Resultado do congelamento
das rendas, uma percentagem enorme de casas (e comércio) em Lisboa ficou na posse de pessoas que estavam longe de lhes dar o uso socialmente
ótimo, enquanto os cidadãos ativos foram atirados para a periferia. As leis que, com mais rigor, se chamarão contra o arrendamento,
desincentivaram o restauro de prédios que hoje estão a cair, isto é liquidaram capital (sob a forma de casas) que devia ter sido posto
à disposição dos interessados.
Mas isso toda a gente sabia e é nesse sentido que quase todo o País foi cúmplice neste processo.
Não economicamente, mas moralmente ao aprovar a espoliação dos proprietários.
Síntese
Em todo o caso há que reconhecer que
o problema principal foi o crédito criado a partir do nada, com taxas de referência que não eram determinadas pelo mercado do crédito.
A isto juntou-se a venda a crédito sem entrada inicial, num país sem poupança. Pela primeira vez na História existem países com excesso
de habitação. No caso português, em que se construiu com base na dívida ao exterior não se vê como se pode resolver o problema.
É
verdade que o que ainda não se tentou foi o caminho da virtude. Isto é, a poupança, a moderação nos gastos, a dignidade do trabalho…
mas que sabemos nós?
[1] CNAPI — Confederação Nacional das Associações de Proprietários Imobiliários
[2] Eduardo Carvalho da Silva foi
presidente da Associação Lisbonense de Proprietários até ao seu prematuro falecimento no ano de 2000.

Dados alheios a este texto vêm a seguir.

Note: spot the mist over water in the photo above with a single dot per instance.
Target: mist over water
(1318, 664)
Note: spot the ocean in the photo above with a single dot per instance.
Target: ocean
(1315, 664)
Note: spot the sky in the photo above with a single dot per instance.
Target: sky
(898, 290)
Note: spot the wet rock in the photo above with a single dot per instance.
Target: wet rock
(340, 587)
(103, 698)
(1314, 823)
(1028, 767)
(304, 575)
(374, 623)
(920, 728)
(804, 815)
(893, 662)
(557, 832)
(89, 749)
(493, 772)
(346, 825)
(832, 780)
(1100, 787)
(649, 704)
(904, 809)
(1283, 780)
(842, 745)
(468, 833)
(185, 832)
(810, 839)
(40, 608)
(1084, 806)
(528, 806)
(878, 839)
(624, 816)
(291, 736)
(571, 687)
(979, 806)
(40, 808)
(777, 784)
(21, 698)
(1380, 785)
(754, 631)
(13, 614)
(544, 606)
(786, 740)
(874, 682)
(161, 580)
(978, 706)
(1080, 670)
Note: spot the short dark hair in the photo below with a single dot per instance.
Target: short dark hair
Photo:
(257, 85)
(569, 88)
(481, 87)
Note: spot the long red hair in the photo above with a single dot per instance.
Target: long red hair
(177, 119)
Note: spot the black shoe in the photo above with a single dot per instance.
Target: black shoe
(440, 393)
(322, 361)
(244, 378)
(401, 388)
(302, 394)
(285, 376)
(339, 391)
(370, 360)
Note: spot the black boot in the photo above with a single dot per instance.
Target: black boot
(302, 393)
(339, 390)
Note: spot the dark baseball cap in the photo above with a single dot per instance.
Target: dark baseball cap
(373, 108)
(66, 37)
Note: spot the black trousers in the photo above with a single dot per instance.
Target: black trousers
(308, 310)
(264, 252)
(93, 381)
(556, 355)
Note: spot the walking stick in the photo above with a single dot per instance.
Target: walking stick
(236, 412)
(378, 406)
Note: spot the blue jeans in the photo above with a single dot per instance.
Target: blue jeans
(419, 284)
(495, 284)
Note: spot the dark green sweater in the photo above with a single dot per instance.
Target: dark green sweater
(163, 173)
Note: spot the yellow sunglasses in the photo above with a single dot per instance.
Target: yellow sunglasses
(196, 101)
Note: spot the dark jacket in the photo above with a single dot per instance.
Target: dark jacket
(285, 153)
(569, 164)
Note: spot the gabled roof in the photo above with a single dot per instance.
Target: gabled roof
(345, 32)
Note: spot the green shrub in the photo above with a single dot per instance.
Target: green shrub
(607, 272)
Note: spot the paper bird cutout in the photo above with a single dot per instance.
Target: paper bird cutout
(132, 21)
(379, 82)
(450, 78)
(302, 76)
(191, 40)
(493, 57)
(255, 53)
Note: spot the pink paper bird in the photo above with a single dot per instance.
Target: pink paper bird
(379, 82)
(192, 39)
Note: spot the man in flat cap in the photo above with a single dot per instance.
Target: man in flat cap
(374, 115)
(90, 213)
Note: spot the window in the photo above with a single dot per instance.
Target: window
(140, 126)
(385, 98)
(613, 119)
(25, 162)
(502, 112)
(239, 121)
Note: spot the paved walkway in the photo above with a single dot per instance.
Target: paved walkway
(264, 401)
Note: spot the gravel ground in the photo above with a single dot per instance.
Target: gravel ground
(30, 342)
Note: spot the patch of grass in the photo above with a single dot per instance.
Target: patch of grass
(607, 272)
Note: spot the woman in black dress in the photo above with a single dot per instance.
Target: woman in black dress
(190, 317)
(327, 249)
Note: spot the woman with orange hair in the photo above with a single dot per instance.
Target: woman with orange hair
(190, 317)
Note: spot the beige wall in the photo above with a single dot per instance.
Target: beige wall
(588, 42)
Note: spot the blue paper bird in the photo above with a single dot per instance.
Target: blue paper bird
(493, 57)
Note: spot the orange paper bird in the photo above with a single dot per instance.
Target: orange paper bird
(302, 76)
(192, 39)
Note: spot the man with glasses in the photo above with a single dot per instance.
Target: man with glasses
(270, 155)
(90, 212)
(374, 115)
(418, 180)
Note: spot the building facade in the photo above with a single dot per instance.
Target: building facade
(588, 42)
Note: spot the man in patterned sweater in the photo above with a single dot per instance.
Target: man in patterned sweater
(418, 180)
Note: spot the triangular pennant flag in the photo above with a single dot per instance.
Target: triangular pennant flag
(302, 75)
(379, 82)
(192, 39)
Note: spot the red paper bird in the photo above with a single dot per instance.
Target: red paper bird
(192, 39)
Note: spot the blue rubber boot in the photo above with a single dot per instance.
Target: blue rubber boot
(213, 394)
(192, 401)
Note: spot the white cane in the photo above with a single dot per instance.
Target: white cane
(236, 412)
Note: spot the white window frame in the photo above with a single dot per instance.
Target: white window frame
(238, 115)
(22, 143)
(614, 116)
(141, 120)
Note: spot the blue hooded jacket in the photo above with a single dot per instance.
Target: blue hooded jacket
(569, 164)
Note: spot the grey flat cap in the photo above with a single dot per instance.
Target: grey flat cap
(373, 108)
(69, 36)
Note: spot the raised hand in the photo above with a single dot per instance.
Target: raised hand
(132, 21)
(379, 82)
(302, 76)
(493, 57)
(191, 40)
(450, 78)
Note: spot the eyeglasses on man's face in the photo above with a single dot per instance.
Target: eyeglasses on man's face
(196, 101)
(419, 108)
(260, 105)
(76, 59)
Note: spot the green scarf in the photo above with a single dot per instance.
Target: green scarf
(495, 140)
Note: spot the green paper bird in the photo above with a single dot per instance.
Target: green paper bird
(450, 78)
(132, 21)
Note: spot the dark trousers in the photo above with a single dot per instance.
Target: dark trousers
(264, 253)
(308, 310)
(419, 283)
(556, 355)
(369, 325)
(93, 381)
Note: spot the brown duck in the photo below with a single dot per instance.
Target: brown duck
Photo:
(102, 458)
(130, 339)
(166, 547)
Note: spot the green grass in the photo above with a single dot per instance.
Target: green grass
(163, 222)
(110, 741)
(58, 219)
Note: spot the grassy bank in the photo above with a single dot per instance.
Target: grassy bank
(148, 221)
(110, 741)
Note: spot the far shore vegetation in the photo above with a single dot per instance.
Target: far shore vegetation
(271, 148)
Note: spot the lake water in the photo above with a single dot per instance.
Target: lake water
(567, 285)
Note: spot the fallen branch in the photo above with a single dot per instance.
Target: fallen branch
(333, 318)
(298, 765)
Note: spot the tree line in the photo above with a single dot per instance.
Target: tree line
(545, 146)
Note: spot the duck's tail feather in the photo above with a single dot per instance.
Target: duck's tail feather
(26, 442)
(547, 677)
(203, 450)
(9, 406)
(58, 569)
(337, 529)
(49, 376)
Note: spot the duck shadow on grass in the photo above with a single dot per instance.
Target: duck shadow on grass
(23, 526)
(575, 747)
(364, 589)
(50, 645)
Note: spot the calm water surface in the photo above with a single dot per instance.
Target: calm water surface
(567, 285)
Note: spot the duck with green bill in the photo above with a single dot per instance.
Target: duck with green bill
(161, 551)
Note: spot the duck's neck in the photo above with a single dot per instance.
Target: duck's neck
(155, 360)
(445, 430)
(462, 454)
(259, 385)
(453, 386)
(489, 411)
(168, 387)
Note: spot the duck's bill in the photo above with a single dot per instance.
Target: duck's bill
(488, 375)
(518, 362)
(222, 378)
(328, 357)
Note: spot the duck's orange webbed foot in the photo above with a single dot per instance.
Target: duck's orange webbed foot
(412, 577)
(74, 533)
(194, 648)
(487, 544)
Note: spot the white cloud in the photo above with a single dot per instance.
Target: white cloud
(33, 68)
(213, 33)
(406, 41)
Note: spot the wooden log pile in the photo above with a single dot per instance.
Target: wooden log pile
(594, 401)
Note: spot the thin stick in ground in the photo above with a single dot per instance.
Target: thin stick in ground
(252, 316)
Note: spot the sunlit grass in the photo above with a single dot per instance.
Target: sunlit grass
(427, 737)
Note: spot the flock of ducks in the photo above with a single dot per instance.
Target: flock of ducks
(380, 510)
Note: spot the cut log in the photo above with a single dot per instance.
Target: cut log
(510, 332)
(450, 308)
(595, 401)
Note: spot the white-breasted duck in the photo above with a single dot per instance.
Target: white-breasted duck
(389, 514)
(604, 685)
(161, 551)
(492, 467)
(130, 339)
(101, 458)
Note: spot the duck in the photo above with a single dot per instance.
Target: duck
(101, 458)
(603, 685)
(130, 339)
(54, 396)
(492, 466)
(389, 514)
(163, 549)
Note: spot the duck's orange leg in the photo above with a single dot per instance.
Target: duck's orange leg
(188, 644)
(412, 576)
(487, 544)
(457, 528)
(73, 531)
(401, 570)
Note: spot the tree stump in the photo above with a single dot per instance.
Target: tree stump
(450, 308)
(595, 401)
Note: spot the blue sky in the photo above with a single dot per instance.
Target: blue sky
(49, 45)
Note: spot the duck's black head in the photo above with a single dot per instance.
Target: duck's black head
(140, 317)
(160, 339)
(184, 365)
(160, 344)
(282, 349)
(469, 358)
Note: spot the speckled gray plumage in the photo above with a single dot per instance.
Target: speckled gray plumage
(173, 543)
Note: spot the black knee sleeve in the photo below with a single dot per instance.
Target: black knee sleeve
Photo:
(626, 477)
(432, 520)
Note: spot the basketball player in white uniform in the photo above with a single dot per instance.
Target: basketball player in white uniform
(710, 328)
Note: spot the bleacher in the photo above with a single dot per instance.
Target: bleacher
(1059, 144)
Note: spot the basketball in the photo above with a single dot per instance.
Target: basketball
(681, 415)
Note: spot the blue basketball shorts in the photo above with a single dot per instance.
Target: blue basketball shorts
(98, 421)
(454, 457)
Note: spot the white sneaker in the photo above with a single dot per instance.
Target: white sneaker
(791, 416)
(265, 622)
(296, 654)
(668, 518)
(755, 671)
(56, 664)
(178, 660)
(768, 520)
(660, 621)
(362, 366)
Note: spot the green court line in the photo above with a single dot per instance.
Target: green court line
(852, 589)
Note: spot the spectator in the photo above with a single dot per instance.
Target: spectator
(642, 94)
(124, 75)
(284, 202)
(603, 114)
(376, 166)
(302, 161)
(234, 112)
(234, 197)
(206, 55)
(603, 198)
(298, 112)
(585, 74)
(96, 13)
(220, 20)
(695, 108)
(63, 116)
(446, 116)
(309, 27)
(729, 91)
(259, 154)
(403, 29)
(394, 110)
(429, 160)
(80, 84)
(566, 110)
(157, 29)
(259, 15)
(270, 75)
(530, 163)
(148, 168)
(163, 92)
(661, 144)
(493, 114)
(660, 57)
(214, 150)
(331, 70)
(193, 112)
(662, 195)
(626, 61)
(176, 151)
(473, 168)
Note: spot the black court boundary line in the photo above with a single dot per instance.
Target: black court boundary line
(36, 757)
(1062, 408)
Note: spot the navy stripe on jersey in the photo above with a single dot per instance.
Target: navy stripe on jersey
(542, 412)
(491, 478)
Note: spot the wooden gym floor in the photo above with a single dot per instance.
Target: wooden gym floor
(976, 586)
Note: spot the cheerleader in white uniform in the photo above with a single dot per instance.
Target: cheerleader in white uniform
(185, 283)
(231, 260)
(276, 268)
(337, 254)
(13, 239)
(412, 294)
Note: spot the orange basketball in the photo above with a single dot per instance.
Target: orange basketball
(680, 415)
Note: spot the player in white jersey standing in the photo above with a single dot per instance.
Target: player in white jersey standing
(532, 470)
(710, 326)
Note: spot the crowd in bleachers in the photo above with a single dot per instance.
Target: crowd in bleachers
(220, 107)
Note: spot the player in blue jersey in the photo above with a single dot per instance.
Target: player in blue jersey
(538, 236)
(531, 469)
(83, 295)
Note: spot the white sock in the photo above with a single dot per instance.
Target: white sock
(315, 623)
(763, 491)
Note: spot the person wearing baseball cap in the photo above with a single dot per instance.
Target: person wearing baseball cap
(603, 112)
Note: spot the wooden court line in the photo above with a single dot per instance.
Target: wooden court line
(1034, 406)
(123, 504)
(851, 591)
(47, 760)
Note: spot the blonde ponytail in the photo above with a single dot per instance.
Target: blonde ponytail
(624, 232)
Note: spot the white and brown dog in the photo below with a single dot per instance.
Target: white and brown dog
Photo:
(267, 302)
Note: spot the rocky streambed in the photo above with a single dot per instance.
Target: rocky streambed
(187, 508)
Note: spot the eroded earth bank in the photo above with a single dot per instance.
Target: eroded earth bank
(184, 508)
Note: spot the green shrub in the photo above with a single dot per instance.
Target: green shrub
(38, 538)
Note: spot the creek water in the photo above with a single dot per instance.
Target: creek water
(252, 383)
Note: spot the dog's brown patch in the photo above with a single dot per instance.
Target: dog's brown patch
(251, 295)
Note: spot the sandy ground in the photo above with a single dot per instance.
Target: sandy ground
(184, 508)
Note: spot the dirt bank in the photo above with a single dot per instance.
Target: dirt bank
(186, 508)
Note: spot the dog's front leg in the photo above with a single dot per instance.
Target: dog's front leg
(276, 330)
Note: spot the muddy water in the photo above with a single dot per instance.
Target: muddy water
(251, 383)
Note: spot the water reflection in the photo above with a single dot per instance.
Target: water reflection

[3] Dona Branca, chamada a “banqueira
do povo”. Para quem não se lembra, pelos anos de 1980 ela aceitava depósitos que remunerava à taxa de juro de 10% ao mês.
[4] Arremprar = arrendar + comprar. São ideias… trata-se de um arrendamento com opção de compra por um valor residual. Ideias de pessoas que
decerto não decoraram a tabuada.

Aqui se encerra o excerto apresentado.